N went quiet, something shifting deeper in his already-dim eyes.

He'd always thought of Pokémon as friends, not tools. His entire goal had been their genuine happiness. That conviction was the very reason Zekrom had chosen him.

And yet, here was the painfully obvious irony — the organization he led, the one carrying out his ideals, was actively controlling Pokémon as instruments.

"This is a necessary sacrifice, N. For the ideal world we're building together. You understand that, don't you?"

Ghetsis caught the flicker of hesitation and softened his tone, working it like a careful argument.

"I understand, Father."

N said nothing further. Of course he believed in his father.

"Heh heh heh..."

Ghetsis smiled warmly back at him — though underneath, his eyes held nothing but deep, settled contempt.
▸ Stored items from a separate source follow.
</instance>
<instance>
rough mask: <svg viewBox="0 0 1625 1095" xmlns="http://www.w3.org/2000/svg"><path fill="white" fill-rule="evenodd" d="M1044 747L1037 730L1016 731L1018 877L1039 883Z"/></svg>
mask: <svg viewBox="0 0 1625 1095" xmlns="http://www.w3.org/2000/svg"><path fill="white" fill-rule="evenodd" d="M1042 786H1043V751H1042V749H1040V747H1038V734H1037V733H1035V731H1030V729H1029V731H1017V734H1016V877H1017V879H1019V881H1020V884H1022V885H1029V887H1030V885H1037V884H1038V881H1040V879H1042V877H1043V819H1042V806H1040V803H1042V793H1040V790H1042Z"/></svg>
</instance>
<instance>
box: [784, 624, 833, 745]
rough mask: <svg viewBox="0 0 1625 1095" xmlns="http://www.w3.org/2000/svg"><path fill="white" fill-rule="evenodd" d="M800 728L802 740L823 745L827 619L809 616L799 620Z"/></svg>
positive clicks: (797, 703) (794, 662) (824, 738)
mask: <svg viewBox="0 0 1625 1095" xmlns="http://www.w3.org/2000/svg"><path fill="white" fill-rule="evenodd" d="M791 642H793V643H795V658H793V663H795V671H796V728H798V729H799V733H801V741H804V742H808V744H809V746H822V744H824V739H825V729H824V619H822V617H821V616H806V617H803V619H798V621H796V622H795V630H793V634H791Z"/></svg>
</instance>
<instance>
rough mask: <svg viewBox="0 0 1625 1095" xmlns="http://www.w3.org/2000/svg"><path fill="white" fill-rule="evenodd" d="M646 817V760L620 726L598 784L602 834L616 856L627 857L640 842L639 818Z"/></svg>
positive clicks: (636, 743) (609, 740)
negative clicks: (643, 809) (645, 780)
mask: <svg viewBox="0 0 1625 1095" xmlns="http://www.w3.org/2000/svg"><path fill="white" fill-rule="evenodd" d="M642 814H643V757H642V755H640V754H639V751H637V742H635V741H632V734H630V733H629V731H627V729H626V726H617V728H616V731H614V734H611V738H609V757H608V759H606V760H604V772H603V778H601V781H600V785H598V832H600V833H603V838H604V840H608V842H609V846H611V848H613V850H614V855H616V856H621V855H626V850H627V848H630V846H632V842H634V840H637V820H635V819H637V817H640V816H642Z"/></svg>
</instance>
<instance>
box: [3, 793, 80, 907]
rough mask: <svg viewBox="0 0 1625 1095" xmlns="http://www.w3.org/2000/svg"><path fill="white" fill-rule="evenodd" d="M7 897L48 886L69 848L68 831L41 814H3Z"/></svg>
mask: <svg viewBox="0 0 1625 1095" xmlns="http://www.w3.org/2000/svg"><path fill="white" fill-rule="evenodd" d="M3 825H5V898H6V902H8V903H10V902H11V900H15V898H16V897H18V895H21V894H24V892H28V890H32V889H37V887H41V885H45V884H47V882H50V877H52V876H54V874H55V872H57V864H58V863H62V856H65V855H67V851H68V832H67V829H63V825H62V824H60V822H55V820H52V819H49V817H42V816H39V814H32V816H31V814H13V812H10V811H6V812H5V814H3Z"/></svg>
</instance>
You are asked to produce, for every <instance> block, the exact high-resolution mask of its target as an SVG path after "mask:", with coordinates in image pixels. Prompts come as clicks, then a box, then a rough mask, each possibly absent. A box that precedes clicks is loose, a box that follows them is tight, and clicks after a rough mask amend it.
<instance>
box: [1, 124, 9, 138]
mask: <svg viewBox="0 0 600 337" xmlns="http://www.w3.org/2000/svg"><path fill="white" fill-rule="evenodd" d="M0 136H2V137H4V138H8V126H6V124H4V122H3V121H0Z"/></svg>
If he hadn't genuinely needed N for the plan, he wouldn't have wasted a moment putting on this act for a monster like him.

Because that's exactly what N was, in Ghetsis's private estimation. A monster.

N wasn't fully human — he was the offspring of a human and a Pokémon, which was precisely why he'd been born with the ability to sense Pokémon's emotions directly.

What else would you call that, if not a monster?

Ghetsis had despised N from the very beginning. But the plan required him — so he'd adopted the boy as his son anyway.

It was the only path that let him use N effectively.

Mammon.

Ghetsis's eyes darkened. He still hadn't forgotten that day — the mockery, the humiliation.

Wait until we find you. You'll pay for every word of it.

He laughed, low and cold. He had N, with Zekrom at his back. He had an entire Genesect legion coming online.

Team Rocket — what was that, against an organization like theirs?